Bolivia’s president is expected to push for higher prices for the country’s gas exports at a meeting with the Brazilian president on Tuesday, claiming popular backing for his hydro­carbons policy following elections to an assembly to rewrite the country’s constitution.

Evo Morales’s Movement to Socialism (MAS) party looked on course to win 134 seats in the 255-seat body following Sunday’s election, more than twice the number of its nearest rival.

However, as expected, it failed to gain the two-thirds majority it would need to pass constitutional proposals within the assembly. The government also secured a nationwide No vote in a simultaneous referendum on regional autonomy.

“We have won in three ways: the No triumphed; we gained more than 60 per cent of the votes; and we achieved an absolute majority in the constituent assembly,” Mr Morales said.

The constituent assembly election, which had failed to generate anything reminiscent of the excitement of Mr Morales’s landslide victory last December, was widely seen as a litmus test of the leftwing leader’s five-month administration.

Many analysts had expected the government to be dealt a blow on the autonomy issue and to see a reduction in its support as middle-class voters drifted away. But instead, Mr Morales’s party won about the same proportion of the votes as it did in the general elections.

The president said voters had backed a decree his government issued in May “nationalising” the country’s gas sector, the second-largest in the region.

“With this support, we have consolidated the nationalisation of hydrocarbons and all our natural resources, and we have consolidated the process of change,” he said.

Mr Morales’s most pressing task is to follow through on his “nationalisation” plan by negotiating higher prices for gas exports from Bolivia to Brazil. He is due to arrive in Caracas on Tuesday to speak to Luiz Inácio Lula da Silva, Brazil’s president, at the sidelines of a summit of Mercosur, the South American trade bloc, of which Bolivia is not a member.

Petrobras, Brazil’s state-controlled energy company, is the biggest foreign investor in Bolivia and the largest buyer of the country’s gas exports, consuming some 26m cubic metres a day.

Brazil currently pays about $4 (€3.10, £2.20) per million BTUs for Bolivian gas.
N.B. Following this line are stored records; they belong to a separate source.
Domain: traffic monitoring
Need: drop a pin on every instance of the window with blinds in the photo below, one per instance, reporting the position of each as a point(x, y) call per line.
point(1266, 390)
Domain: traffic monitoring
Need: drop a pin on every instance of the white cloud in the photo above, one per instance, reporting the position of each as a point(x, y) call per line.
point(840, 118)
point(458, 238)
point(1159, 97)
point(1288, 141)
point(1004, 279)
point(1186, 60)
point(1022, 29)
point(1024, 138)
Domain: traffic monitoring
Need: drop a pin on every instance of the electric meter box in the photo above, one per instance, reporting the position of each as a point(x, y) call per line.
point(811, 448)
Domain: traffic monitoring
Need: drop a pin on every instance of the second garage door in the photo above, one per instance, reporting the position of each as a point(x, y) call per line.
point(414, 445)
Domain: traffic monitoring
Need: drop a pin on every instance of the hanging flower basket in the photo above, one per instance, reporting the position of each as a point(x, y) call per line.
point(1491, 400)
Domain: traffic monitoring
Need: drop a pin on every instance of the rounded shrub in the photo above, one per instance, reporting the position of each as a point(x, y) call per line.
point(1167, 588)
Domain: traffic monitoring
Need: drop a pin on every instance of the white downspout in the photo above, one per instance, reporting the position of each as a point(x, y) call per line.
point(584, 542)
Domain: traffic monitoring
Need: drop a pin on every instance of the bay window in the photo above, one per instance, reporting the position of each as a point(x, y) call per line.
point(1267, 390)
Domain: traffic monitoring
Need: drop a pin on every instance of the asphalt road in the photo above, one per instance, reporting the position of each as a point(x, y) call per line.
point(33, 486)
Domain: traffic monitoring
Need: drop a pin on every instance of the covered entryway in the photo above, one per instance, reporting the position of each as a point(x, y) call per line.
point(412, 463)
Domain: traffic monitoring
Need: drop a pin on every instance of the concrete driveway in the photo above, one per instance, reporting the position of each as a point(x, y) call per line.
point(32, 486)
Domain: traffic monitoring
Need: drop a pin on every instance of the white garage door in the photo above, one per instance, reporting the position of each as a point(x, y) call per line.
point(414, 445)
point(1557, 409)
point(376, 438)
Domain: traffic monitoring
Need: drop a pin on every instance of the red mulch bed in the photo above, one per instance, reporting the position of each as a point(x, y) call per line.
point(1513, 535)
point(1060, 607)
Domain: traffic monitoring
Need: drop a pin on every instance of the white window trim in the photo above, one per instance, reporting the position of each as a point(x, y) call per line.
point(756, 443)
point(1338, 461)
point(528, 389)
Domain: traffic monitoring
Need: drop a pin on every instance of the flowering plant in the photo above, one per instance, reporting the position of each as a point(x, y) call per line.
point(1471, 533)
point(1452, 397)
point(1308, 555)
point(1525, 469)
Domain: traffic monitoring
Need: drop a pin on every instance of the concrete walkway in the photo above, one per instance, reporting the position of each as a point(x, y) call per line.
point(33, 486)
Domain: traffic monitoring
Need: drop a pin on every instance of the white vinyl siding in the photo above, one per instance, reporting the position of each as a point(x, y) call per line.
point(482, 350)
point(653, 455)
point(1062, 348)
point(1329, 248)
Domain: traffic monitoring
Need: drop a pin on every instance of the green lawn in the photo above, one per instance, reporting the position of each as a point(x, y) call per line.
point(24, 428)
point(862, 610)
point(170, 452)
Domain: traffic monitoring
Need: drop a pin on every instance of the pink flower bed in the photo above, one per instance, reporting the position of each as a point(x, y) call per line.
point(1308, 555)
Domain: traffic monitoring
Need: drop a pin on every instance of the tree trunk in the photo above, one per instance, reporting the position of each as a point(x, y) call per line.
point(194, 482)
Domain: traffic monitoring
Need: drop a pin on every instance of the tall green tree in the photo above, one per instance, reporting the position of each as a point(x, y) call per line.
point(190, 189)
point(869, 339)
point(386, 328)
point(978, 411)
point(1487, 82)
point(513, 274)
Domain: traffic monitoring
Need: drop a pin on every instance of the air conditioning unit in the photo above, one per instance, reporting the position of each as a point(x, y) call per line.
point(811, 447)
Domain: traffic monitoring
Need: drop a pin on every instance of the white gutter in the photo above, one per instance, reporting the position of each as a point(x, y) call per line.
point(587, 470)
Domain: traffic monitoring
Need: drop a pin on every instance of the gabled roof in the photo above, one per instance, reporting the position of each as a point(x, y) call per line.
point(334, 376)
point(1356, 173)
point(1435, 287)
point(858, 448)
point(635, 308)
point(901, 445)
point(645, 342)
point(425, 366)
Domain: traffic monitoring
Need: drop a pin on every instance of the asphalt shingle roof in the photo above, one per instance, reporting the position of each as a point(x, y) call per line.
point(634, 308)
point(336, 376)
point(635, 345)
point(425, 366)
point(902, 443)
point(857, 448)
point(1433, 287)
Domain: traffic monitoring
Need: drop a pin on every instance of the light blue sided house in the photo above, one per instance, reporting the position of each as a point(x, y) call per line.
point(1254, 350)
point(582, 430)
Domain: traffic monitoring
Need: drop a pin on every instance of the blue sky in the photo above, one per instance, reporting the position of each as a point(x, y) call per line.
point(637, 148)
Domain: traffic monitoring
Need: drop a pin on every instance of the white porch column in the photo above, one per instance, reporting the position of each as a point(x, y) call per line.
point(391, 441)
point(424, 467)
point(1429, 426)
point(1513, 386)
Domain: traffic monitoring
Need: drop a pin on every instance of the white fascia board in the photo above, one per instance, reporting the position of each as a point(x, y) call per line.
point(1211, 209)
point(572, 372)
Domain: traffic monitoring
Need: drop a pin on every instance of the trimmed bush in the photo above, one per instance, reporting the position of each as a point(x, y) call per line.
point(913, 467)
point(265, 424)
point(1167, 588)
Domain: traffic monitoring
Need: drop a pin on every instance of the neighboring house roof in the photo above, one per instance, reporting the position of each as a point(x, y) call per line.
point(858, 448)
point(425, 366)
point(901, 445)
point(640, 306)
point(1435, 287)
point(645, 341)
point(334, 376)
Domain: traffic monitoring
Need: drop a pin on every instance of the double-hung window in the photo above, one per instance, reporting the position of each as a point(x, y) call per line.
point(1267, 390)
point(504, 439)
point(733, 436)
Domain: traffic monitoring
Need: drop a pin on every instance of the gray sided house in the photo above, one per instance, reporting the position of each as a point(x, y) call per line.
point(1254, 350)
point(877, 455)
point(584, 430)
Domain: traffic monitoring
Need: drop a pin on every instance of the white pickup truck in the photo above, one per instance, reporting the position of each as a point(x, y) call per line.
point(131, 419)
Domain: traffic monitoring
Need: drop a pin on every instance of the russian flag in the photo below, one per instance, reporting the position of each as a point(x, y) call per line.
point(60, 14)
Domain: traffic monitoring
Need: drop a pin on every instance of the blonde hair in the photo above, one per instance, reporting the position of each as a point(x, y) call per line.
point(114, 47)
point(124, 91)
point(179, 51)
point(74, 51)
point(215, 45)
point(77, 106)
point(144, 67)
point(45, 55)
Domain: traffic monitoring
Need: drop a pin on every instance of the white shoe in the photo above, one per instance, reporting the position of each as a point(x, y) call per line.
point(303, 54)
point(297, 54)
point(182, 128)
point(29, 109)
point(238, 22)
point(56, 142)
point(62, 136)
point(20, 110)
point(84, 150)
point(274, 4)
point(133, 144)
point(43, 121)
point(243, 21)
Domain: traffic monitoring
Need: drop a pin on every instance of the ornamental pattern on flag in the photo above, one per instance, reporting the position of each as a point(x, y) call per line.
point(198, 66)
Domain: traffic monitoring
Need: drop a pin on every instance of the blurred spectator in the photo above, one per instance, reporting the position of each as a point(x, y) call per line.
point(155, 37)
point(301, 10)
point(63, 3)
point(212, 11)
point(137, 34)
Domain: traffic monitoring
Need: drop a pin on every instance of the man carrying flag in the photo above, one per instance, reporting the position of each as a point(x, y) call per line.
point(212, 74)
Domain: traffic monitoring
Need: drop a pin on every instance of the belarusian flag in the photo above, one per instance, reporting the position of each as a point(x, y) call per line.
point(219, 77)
Andrés Soliz, Bolivia’s hydrocarbons minister, says the Morales administration is hoping to negotiate a price increase of some 87 per cent, to $7.50, although a more realistic figure might be closer to $5, which Argentina last week agreed to pay for its gas imports from Bolivia.

Domestically, the biggest problem facing Mr Morales is the question of regional autonomy. Although Mr Morales managed to quash the autonomy campaign at national level – with some 54 per cent of voters supporting his No campaign – he will probably have to compromise with Bolivia’s four lowland departments, all of which voted decisively in favour of greater regional devolution.

As the results came out on Sunday night, people poured on to the streets of Santa Cruz, Bolivia’s second city, in the south-east, and home of the autonomy movement, to celebrate a Yes vote of about 73 per cent. Rubén Costas, the departmental prefect, told the crowd they had now assured the autonomy of Santa Cruz.

Since the government is likely to find it difficult to impose its will on the constituent assembly, it could instead sideline the body and continue to implement its programme through presidential decree.

Mr Morales has largely ignored Congress, in which the MAS has a majority, since he took power in January, emitting declarations on gas, economic policy, foreign affairs and social issues without consulting the legislature.